自那些日子,每日午后顶着毒日头去流民所在陋巷,文隽的肤色不再似之前那样剔透白皙。兰儿对此?表现得尤为紧张,不知从哪里寻了许多白肤的方子,用白芍、白术、茯苓熬成汤汁给她内服,又用白芷、白蔹、白术、细辛、白芨、白附子、茯苓制成膏状为她日夜涂抹。不仅如此,凡是外间有一点太阳,便死命拦着,不让文隽迈出房门一步。迫不得已她一定外出,她又不知从哪里寻来一柄厚油纸伞,一步不离地为她撑着。

杜商升迁兆京府尹后,便一刻不停地着手流民安置的事。
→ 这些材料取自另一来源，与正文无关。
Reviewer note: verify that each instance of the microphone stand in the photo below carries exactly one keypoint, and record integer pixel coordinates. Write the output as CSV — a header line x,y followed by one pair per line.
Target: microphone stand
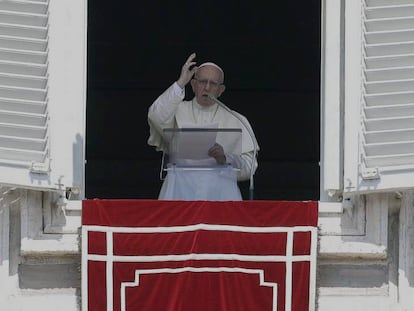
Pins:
x,y
249,130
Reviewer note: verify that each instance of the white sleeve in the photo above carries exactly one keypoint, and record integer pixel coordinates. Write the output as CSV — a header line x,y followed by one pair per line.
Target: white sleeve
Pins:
x,y
162,112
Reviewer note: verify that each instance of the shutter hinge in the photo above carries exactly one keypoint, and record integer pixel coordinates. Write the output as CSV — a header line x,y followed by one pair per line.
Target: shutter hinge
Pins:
x,y
370,173
40,167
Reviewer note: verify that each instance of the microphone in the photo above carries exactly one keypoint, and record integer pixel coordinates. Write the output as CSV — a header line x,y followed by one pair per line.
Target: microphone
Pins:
x,y
249,130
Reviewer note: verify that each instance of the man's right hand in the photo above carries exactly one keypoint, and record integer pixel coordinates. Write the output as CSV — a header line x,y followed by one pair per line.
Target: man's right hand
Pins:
x,y
187,71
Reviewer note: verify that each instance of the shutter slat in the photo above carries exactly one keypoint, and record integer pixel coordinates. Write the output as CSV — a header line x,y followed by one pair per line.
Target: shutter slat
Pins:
x,y
23,143
389,123
389,49
389,36
24,6
388,61
390,148
22,118
389,86
28,106
390,11
36,45
386,161
16,130
389,99
389,136
21,56
23,81
389,24
23,68
382,3
22,155
23,31
375,112
23,19
386,74
23,93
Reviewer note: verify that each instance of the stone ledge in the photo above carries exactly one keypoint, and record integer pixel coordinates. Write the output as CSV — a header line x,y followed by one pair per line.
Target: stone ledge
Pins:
x,y
51,245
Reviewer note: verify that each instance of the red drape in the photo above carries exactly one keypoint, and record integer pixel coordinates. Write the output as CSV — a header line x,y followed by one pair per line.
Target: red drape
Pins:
x,y
198,255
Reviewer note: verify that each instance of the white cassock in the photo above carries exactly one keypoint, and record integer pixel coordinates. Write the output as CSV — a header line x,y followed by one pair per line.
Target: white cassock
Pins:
x,y
218,184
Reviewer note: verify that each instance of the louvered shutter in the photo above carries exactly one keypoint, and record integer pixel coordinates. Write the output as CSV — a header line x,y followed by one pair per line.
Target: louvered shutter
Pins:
x,y
39,52
385,136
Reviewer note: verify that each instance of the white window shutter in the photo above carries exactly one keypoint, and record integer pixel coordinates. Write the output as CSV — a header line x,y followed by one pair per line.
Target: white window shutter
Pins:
x,y
382,131
42,93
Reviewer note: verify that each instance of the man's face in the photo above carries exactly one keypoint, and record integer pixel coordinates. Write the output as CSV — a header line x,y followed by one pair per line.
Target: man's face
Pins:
x,y
207,81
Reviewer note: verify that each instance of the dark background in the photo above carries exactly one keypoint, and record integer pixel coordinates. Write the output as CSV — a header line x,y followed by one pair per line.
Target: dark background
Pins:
x,y
270,52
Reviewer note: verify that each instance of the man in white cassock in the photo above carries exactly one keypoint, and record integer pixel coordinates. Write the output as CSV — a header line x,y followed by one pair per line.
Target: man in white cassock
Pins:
x,y
227,166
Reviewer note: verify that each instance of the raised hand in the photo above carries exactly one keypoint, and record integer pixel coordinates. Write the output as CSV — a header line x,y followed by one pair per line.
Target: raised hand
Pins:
x,y
187,71
217,152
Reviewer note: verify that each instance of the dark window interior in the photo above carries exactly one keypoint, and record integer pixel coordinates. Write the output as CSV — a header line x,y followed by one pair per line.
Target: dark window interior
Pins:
x,y
270,52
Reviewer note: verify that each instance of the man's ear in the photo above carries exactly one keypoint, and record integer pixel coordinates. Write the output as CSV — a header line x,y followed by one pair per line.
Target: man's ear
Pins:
x,y
193,84
221,90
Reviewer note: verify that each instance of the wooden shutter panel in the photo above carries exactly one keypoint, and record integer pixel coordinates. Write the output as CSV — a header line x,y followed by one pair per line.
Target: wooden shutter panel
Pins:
x,y
23,83
43,94
386,134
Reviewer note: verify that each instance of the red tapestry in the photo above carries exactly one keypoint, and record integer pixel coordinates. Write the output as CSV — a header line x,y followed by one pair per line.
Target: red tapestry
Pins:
x,y
198,255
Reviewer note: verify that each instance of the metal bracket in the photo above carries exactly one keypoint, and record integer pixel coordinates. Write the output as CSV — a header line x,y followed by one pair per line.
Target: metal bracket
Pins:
x,y
40,167
370,173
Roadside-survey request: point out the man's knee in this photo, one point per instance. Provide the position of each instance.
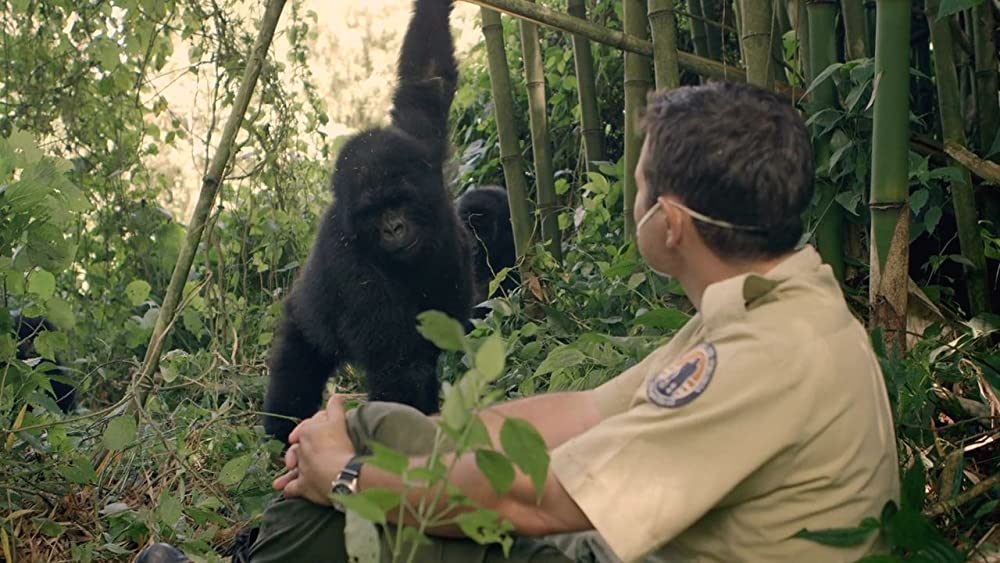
(397, 426)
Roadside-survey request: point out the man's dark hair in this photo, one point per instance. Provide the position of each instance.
(733, 152)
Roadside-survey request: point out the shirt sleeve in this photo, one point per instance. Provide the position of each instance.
(646, 474)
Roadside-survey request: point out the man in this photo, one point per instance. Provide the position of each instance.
(765, 414)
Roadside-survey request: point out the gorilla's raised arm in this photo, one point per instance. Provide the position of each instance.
(427, 74)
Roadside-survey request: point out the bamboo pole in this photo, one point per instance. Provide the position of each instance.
(699, 29)
(209, 191)
(953, 131)
(985, 52)
(590, 116)
(822, 21)
(663, 26)
(890, 214)
(856, 43)
(541, 15)
(757, 23)
(712, 12)
(637, 84)
(541, 147)
(510, 151)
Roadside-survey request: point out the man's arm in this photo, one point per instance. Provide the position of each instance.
(558, 417)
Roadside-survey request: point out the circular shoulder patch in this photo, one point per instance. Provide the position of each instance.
(685, 379)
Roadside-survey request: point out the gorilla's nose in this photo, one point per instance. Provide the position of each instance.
(394, 228)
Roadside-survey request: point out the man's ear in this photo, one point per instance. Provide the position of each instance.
(675, 221)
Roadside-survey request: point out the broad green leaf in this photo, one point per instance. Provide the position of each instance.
(137, 292)
(41, 284)
(79, 471)
(169, 510)
(490, 358)
(525, 447)
(446, 333)
(120, 433)
(60, 313)
(497, 468)
(49, 343)
(235, 470)
(561, 358)
(666, 319)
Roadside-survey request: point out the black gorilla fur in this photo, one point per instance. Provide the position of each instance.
(390, 247)
(485, 212)
(27, 329)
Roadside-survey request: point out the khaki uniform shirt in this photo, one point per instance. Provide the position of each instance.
(767, 413)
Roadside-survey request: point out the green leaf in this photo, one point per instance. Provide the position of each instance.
(562, 357)
(169, 510)
(497, 468)
(235, 470)
(490, 358)
(49, 343)
(121, 432)
(666, 319)
(526, 448)
(446, 333)
(137, 292)
(363, 507)
(41, 284)
(79, 471)
(952, 7)
(60, 313)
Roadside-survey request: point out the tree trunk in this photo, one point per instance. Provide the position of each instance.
(590, 116)
(953, 131)
(510, 149)
(757, 18)
(209, 191)
(663, 25)
(545, 191)
(637, 83)
(822, 17)
(890, 189)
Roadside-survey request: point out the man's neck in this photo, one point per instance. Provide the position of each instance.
(695, 280)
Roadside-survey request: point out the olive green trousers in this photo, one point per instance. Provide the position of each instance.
(296, 530)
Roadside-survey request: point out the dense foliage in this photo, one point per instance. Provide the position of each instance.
(86, 240)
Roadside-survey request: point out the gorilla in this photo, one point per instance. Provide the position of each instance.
(389, 247)
(27, 329)
(485, 212)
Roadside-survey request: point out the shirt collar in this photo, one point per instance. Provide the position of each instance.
(726, 300)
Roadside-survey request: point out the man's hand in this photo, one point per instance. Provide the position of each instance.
(320, 448)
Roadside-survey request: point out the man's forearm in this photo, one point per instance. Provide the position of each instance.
(558, 417)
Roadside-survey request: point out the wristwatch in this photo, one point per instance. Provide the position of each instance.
(347, 481)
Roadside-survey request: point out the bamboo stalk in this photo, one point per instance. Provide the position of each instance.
(888, 203)
(541, 15)
(711, 10)
(510, 151)
(985, 52)
(953, 131)
(637, 83)
(663, 26)
(590, 116)
(756, 16)
(856, 43)
(541, 147)
(822, 21)
(209, 191)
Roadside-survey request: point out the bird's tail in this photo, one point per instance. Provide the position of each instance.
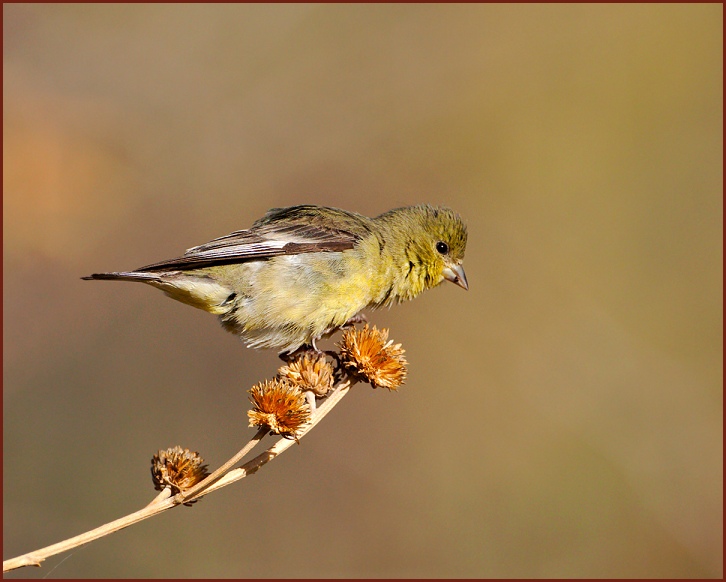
(124, 276)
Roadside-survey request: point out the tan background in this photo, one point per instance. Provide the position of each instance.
(562, 418)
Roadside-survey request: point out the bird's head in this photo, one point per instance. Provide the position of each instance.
(430, 243)
(446, 241)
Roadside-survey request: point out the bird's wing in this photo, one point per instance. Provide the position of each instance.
(280, 232)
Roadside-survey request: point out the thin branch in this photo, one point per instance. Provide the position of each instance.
(163, 501)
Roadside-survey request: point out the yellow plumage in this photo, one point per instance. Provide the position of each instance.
(301, 272)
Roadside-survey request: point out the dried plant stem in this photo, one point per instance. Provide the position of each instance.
(164, 501)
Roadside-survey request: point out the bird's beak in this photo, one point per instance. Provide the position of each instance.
(456, 275)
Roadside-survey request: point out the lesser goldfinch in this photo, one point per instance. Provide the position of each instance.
(299, 273)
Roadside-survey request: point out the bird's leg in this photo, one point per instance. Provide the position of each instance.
(310, 396)
(357, 318)
(310, 348)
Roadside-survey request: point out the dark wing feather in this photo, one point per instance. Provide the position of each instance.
(282, 231)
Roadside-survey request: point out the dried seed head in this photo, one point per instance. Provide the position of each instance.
(177, 468)
(309, 372)
(368, 355)
(279, 406)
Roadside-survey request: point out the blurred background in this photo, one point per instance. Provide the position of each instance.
(561, 419)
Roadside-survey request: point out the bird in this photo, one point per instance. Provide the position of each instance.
(302, 272)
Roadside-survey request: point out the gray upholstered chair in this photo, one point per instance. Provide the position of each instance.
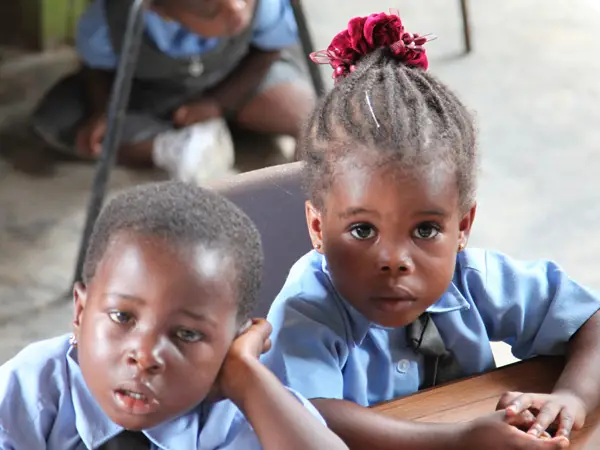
(274, 200)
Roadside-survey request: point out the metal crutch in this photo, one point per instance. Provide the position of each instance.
(117, 109)
(307, 46)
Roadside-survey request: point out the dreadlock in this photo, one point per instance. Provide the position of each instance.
(403, 113)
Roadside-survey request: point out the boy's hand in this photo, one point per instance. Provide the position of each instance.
(197, 112)
(90, 136)
(252, 341)
(567, 410)
(501, 432)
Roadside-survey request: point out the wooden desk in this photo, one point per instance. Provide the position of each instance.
(473, 397)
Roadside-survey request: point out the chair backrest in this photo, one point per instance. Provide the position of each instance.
(274, 200)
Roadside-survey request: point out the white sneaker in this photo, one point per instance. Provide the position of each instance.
(197, 153)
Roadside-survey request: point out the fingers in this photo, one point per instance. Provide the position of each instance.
(565, 424)
(262, 327)
(522, 403)
(267, 346)
(180, 116)
(547, 415)
(506, 399)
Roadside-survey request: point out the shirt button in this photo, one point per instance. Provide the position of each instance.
(403, 366)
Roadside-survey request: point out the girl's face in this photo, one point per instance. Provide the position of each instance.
(211, 18)
(390, 240)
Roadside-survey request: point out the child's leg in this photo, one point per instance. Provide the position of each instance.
(62, 112)
(282, 102)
这才短短几日,城外的几千流民已经全部分批被放入城内,并有条不紊地被带到城北的陋巷,听说为避免影响市坊百姓的正常生活?,流民入城都选在凌晨或是深夜。待流民全部入城安置在城北陋巷中后,杜商特意为那几条安置流民的巷子命名青州巷。兆京城大半驻兵都被调往青州巷修缮房屋,因为有朝廷统一向流民发放食物,流民摆脱饥困之余体力也渐渐恢复,许多流民也加入到修缮房屋中。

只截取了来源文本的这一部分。